Secondly, God regards adultery not just as an individual sin, but as a capital offence.  That is because His judicial law is based on the principle of restitution, and in common with murder and rape, nothing can restore what has been taken by the act of adultery.  At the same time, the death penalty for adultery is a maximum, and the guilty parties are able to make a limited form of restitution financially, presumably if the innocent parties are willing and forgiving, and not beset by what Jesus described as 'hardness of heart'.  (Matt 19:8, cf Deut 24:1)
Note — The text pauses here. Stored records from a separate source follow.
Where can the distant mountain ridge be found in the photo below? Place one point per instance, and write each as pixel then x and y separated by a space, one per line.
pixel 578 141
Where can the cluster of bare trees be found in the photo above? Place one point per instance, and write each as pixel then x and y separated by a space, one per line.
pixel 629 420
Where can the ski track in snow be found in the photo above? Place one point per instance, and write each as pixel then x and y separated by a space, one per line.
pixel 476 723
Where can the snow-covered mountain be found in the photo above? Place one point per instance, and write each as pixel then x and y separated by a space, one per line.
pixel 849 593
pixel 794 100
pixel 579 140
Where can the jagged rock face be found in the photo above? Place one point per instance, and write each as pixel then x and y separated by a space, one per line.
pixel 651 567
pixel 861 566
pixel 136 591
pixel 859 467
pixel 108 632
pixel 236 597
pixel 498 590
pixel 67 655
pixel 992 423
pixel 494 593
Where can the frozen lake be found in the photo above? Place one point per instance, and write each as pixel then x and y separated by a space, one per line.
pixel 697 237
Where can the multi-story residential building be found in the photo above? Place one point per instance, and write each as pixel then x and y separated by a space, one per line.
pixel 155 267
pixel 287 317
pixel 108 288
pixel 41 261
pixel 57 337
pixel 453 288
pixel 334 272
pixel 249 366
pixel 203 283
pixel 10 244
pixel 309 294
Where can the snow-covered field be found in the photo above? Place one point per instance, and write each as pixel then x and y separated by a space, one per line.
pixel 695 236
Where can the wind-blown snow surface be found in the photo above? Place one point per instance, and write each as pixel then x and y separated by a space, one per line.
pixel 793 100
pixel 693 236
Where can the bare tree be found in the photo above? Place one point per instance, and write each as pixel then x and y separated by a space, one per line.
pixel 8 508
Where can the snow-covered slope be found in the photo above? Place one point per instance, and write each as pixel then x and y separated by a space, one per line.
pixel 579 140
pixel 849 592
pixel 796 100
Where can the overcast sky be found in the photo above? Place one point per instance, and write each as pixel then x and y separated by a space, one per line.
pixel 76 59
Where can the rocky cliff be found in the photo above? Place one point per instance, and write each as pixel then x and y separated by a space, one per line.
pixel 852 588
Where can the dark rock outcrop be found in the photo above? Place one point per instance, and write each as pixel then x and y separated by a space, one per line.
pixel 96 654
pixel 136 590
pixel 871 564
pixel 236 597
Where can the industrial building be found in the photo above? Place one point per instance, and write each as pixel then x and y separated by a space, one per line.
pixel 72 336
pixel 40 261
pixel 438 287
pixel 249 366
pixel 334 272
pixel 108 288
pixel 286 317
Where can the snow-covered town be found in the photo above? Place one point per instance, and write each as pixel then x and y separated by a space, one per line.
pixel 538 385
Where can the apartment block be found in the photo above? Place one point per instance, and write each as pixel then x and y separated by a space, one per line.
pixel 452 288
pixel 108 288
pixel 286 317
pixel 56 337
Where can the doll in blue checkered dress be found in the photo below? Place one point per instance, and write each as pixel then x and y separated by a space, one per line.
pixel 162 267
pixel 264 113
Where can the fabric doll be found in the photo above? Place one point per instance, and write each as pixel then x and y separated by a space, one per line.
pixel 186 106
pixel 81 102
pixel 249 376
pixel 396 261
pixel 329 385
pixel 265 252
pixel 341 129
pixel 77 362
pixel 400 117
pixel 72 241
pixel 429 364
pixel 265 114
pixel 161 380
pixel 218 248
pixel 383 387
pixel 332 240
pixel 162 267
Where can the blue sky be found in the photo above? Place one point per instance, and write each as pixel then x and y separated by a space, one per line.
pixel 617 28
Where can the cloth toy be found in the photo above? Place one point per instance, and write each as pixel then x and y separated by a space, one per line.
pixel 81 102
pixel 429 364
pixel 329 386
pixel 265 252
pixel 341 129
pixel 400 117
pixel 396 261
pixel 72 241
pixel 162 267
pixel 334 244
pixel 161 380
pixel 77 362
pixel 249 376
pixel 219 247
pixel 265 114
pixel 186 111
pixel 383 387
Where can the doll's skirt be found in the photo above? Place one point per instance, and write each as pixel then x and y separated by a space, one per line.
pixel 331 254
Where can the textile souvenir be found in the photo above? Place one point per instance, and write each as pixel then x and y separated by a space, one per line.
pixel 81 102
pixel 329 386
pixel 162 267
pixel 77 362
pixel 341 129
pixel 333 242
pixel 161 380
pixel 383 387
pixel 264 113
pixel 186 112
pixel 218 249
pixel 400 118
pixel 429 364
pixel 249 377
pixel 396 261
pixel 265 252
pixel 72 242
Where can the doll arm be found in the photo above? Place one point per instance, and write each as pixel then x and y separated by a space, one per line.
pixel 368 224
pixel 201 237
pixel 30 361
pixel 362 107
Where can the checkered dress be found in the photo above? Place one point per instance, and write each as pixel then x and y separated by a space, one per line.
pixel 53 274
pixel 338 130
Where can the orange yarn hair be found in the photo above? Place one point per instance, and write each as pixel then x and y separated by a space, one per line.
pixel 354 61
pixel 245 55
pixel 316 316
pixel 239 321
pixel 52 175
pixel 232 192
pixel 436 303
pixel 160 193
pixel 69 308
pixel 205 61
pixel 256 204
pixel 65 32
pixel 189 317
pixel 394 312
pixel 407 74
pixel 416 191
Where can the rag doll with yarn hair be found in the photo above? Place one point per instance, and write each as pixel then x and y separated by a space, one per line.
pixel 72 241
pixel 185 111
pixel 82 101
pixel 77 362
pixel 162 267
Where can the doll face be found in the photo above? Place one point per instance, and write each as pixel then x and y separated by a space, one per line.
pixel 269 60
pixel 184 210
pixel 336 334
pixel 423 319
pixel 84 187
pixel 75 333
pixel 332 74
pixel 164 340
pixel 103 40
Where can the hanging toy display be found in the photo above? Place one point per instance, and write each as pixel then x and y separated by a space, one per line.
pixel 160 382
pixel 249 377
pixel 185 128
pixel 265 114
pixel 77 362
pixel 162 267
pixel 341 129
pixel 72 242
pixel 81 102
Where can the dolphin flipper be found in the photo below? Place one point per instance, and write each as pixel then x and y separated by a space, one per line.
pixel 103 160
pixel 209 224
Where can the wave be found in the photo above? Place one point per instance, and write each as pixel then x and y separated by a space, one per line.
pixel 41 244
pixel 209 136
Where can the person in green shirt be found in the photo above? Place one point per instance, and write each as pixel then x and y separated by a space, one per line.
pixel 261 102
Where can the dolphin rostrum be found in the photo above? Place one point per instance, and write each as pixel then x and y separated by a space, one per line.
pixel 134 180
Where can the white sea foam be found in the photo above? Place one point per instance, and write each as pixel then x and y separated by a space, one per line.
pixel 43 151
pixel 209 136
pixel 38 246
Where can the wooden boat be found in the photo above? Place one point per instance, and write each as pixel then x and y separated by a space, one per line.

We infer the principle of financial recompense from Numbers 35:31, where it is written: take no satisfaction for the life of a murderer, which is guilty of death (Numb 35:31).  The word translated here as 'satisfaction' is 'kopher' which means a ransom, or sum of money.  For this verse to be given implies that ransoms were being paid for all capital offences, including for murder.  This was actually the case in Anglo-Saxon England.  Money would settle anything.  But the Bible says that in the case of murder - and only murder - a ransom may not be paid: but he shall surely be put to death.  (4)

JUSTICE AND MERCY
In looking to be compassionate, us Christians need first to hate sin (Ps 97:10a), love the things which God loves (Ps 119:97), and stop finding fault in what He says (Ps 5:4).  Nobody wants anyone to die, least of all God, so there is an element of mercy available for adulterer and adulteress, but only with the primary principle of justice in place.  We start from the wrong end, trying to be nice and merciful first.  Then we wonder why there is no justice.  (Isa 59:14)  Justice comes before mercy in the Bible (Ps 89:14).  God's way is that justice can be tempered with mercy, but not mercy with justice.
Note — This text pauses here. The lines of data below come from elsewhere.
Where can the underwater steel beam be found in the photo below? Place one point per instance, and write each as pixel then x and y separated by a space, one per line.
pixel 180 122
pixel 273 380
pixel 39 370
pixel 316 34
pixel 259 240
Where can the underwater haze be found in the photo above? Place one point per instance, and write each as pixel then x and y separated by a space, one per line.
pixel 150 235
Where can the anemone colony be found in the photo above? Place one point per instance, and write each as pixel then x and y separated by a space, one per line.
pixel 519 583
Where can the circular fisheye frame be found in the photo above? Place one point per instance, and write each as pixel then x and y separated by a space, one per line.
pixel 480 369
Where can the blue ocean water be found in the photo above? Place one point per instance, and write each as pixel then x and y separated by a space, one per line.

Even some Christians lose sight of the fact that God gave His law for our good, and not because He is a spoil-sport.  But talking of God spoiling our sport, is adultery really so much fun?  And even if it is, is it really worth living in a society where the extended family is now an intricate network of step-parents, live-in boyfriends and all their exes?  Where half a generation of children have lost their fathers?  Where crime increases as all sense of self-respect declines?  Where a public promise can be broken on the whim of one of the parties?  Have we gone completely mad?
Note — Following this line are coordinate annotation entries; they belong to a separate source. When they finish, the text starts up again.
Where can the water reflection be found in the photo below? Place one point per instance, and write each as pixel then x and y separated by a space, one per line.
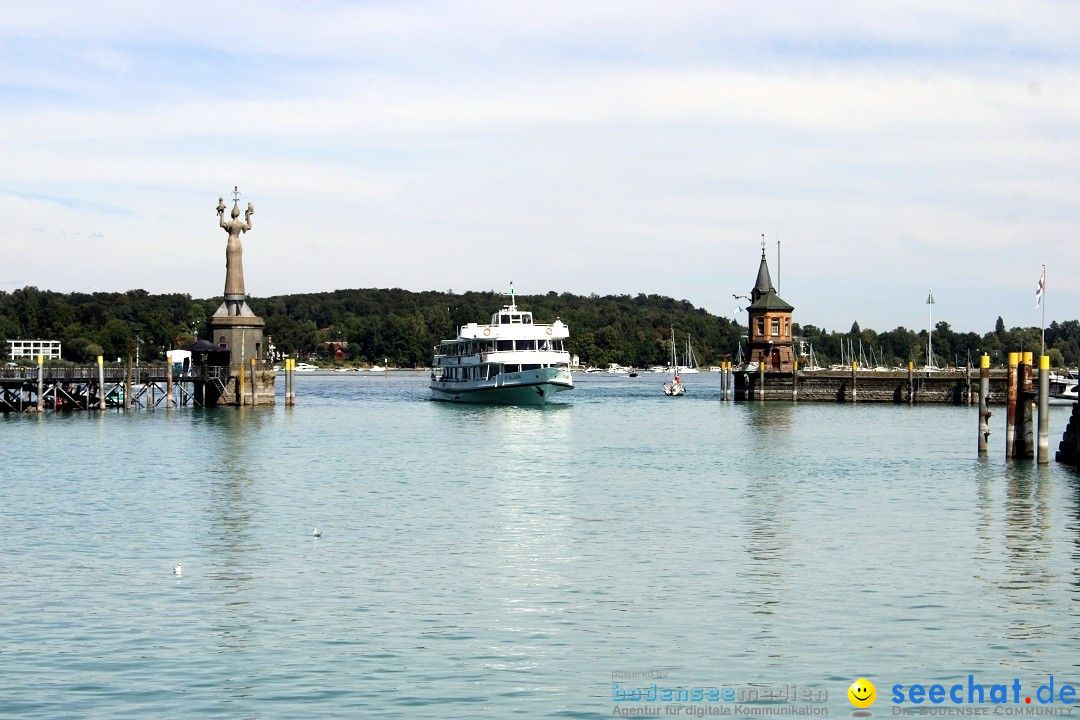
pixel 231 461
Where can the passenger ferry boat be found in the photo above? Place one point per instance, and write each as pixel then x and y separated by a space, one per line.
pixel 512 361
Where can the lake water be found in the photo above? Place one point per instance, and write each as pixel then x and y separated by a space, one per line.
pixel 500 561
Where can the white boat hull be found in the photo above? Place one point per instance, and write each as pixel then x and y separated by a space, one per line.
pixel 525 388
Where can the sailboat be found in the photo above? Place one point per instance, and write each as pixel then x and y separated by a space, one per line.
pixel 675 388
pixel 691 362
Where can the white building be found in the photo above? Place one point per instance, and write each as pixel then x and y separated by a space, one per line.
pixel 30 349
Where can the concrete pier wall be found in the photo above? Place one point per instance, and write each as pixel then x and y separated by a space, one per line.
pixel 957 388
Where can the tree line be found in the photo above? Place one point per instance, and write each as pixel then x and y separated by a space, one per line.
pixel 400 328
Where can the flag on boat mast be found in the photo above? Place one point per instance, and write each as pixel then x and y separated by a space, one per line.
pixel 1039 290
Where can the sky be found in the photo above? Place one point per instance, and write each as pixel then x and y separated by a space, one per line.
pixel 878 149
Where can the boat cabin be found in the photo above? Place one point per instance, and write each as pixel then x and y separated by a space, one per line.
pixel 511 315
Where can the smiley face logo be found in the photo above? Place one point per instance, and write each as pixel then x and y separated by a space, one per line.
pixel 862 693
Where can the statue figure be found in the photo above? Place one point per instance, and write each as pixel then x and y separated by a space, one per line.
pixel 233 250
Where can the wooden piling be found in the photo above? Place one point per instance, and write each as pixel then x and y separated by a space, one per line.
pixel 1043 454
pixel 1011 405
pixel 100 382
pixel 910 382
pixel 1025 419
pixel 240 386
pixel 795 381
pixel 984 413
pixel 169 383
pixel 127 385
pixel 288 381
pixel 41 383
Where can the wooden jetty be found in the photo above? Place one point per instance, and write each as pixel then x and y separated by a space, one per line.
pixel 859 385
pixel 97 386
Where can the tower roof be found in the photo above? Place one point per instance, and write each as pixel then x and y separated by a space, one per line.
pixel 764 283
pixel 764 296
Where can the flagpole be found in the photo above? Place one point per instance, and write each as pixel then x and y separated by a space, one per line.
pixel 930 331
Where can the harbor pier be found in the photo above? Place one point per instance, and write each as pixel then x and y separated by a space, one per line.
pixel 896 386
pixel 97 386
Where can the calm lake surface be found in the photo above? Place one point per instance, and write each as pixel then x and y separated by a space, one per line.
pixel 499 561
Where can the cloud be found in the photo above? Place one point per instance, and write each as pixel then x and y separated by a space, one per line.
pixel 631 147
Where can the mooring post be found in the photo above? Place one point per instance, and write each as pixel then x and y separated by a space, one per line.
pixel 100 382
pixel 288 381
pixel 1043 457
pixel 854 375
pixel 984 413
pixel 910 382
pixel 169 383
pixel 795 381
pixel 1011 405
pixel 41 383
pixel 240 385
pixel 1026 393
pixel 127 385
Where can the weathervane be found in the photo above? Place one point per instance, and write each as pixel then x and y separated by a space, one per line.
pixel 233 250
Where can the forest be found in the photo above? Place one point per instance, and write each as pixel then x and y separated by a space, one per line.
pixel 399 328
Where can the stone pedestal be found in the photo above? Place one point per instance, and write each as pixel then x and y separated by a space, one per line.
pixel 242 337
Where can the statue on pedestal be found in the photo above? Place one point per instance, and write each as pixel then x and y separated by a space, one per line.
pixel 233 250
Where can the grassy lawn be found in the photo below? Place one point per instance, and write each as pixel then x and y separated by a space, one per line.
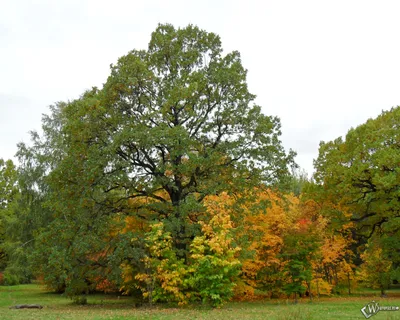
pixel 112 307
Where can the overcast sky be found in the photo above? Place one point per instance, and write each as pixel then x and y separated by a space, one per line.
pixel 321 66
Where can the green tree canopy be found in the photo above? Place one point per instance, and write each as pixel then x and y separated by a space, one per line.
pixel 172 125
pixel 362 172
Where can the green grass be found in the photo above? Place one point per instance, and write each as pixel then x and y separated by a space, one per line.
pixel 111 307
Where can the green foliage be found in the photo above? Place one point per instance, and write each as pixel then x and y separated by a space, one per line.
pixel 8 192
pixel 377 270
pixel 171 126
pixel 208 276
pixel 362 173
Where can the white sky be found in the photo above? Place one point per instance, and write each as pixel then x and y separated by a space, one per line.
pixel 321 66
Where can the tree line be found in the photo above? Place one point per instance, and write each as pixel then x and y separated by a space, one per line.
pixel 171 184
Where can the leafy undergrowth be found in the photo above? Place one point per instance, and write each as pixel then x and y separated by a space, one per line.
pixel 112 307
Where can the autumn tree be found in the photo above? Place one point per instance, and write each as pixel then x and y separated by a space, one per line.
pixel 172 125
Spiritually, neither an individual nor a nation ever stands still.  We are either going towards God or moving away from Him.  (Matt 7:13)  At the moment, Britain is travelling fast on the road to destruction.  For great is the wrath of the Lord that is poured out upon us, because our fathers have not kept the word of the Lord, to do after all that is written in this book. (2Chr 34:21)  God hates divorce, and the breaking of promises, and He also hates injustice.  People are fallible, and miss the mark.  Some are plain lawless, and it is an injustice for them to get away with the misery they cause.  If by God's grace our nation repents, then bringing some justice back into family law and upholding the Godly solemnity of the marriage vows will be one of the things it will do first.   Would it not be a wonderful thing to see our leaders searching the law of God for its wisdom, knowing that we are a nation under Christ, and that Christ upholds His law?

References:

(1) 10,000 people used to turn up for the Monday executions at Tyburn: see www.spartacus.schoolnet.co.uk/LONtyburn.htm

(2) www.spartacus.schoolnet.co.uk/LONnewgate.htm

(3) www.fred.net/jefalvey/execute.html

(4) Murder is the only capital offence which may not be ransomed. The next verse, Numb 35:32, also forbids a ransom for manslaughter, but manslaughter, which the Bible defines as accidental homicide, is not a capital offence.